It might seem counterproductive for an artist like me -- dependent as I am for my meager living on control of my own work -- to give my "intellectual property" away like this. But I'm not alone in doing this. Lots of artists are experimenting with different ways of sharing their work online. One that influenced me was the author Jonathan Lethem, whose "Promiscuous Materials" project inspired me to write an article for Film Arts magazine recently. (The article is not online, but there is a shorter version I wrote for EFF available here.)
Basically, Lethem has put some of his work (but not all of it) up for grabs, allowing it to be licensed for filmmakers and playwrights for the symbolic price of $1:
I like art that comes from other art, and I like seeing my stories adapted into other forms. My writing has always been strongly sourced in other voices, and I'm a fan of adaptations, appropriations, collage, and sampling.
There is an argument that all human culture is just this -- the endless remixing and recycling of earlier creativity, the making of "art that comes from other art" -- and that therefore we need social practices as well as a legal framework to reflect this obvious truth. According to this view, we should be making it easier, not harder, for people to share art and ideas, while still insisting that artists get paid. It's called the Free Culture movement by some, and in the world of computer geeks it's known as Open Source. Creative Commons, the organization founded by Lawrence Lessig, has been enormously successful in putting this idea into practice.
You might have seen the BRILLIANT article Lethem wrote for Harper's on this subject.
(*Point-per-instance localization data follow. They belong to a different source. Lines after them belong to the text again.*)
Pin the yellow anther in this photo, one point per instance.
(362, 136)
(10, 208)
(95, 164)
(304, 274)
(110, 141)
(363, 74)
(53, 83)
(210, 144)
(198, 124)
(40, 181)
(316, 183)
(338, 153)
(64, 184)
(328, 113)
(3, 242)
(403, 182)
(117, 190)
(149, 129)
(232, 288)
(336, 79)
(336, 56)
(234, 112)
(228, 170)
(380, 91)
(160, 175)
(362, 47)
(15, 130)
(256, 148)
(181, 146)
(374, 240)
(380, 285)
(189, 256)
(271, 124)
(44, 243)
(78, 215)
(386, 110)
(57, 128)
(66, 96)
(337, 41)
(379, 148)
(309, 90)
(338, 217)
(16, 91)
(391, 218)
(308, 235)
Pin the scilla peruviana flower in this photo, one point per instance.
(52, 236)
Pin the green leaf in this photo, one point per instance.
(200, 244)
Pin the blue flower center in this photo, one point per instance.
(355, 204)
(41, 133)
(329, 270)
Just to underscore his point, Lethem "wrote" the article almost entirely out of extensive quotations of work by other authors. If you haven't read it yet, I strongly encourage you to print the whole thing and give it a read.
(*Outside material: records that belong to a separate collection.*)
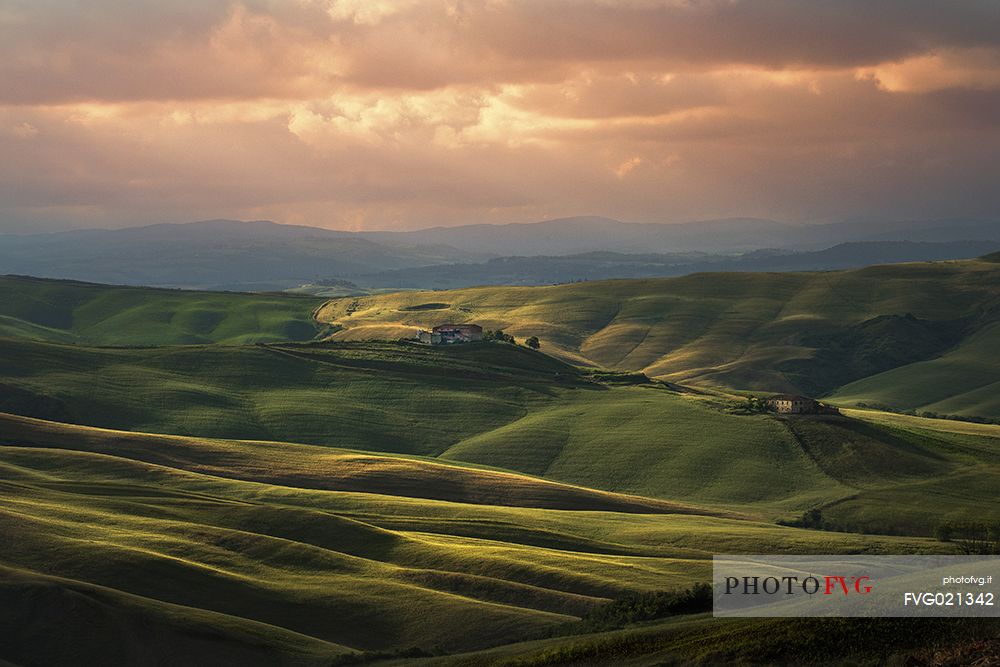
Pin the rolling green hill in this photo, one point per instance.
(806, 332)
(501, 406)
(275, 570)
(324, 503)
(67, 311)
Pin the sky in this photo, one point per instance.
(365, 114)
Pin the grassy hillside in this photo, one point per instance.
(282, 571)
(809, 332)
(66, 311)
(500, 406)
(963, 381)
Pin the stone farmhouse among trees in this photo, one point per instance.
(450, 334)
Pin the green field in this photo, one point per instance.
(274, 565)
(231, 489)
(806, 332)
(507, 407)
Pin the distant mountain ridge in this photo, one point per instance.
(261, 255)
(565, 236)
(547, 270)
(213, 254)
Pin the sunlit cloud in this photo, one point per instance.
(372, 114)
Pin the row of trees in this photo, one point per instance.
(971, 537)
(499, 336)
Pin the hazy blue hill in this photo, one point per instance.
(69, 311)
(216, 254)
(547, 270)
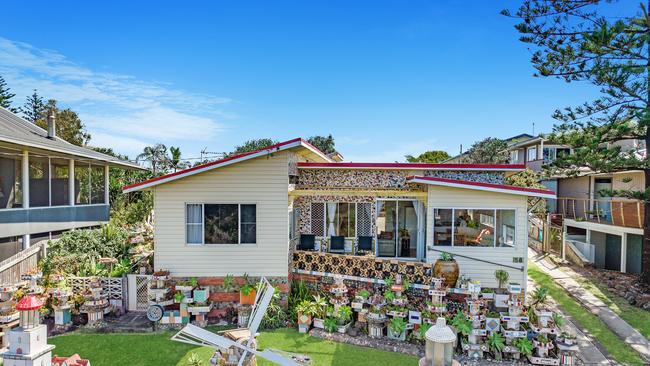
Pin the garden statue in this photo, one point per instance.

I've always been a big proponent of this idea, which just seems like common sense to me. I remember that my first CD mixes (back in 1995, when it was a relatively new practice) included small type that announced somewhat defensively that they were part of the creation of "global cultural commons," which I think pre-dates Lessig's use of the "commons" analogy by several years. (Too bad I didn't think to claim a copyright on the phrase!)
So, anyway, now I've done what Lethem did, and put my "intellectual property" where my mouth is. Again, I'd like to point out that I've chosen not to hand out hi-resolution version of all my art. The work that is up on my Flickr page is mostly political work (which I did not do for money) and older work which won't bring me a dime and which doesn't much interest me any longer. A search for the right terms in Flickr's Creative Commons pool will turn up my artwork -- and hopefully it will be useful to someone, somewhere, in some way I can't control or foresee. And I think that's pretty cool.
If you have a Flickr page, please mark me as a contact -- you can never have enough Flickr friends!
And while you're tooling around Flickr, I've done the same thing with the graphic work I've done for EFF (all of which is always available to the public on a CC license). Enjoy!
1 comment:
Brilliant! I've just discovered your work by way of BoingBoing and I'm very impressed. I'm a Shepard Fairey fan, but he (or at least his PR people answering his email) are not on the CC bandwagon and act like dicks when it comes to sharing.
I'm loving your posters, especially the anarchist stuff.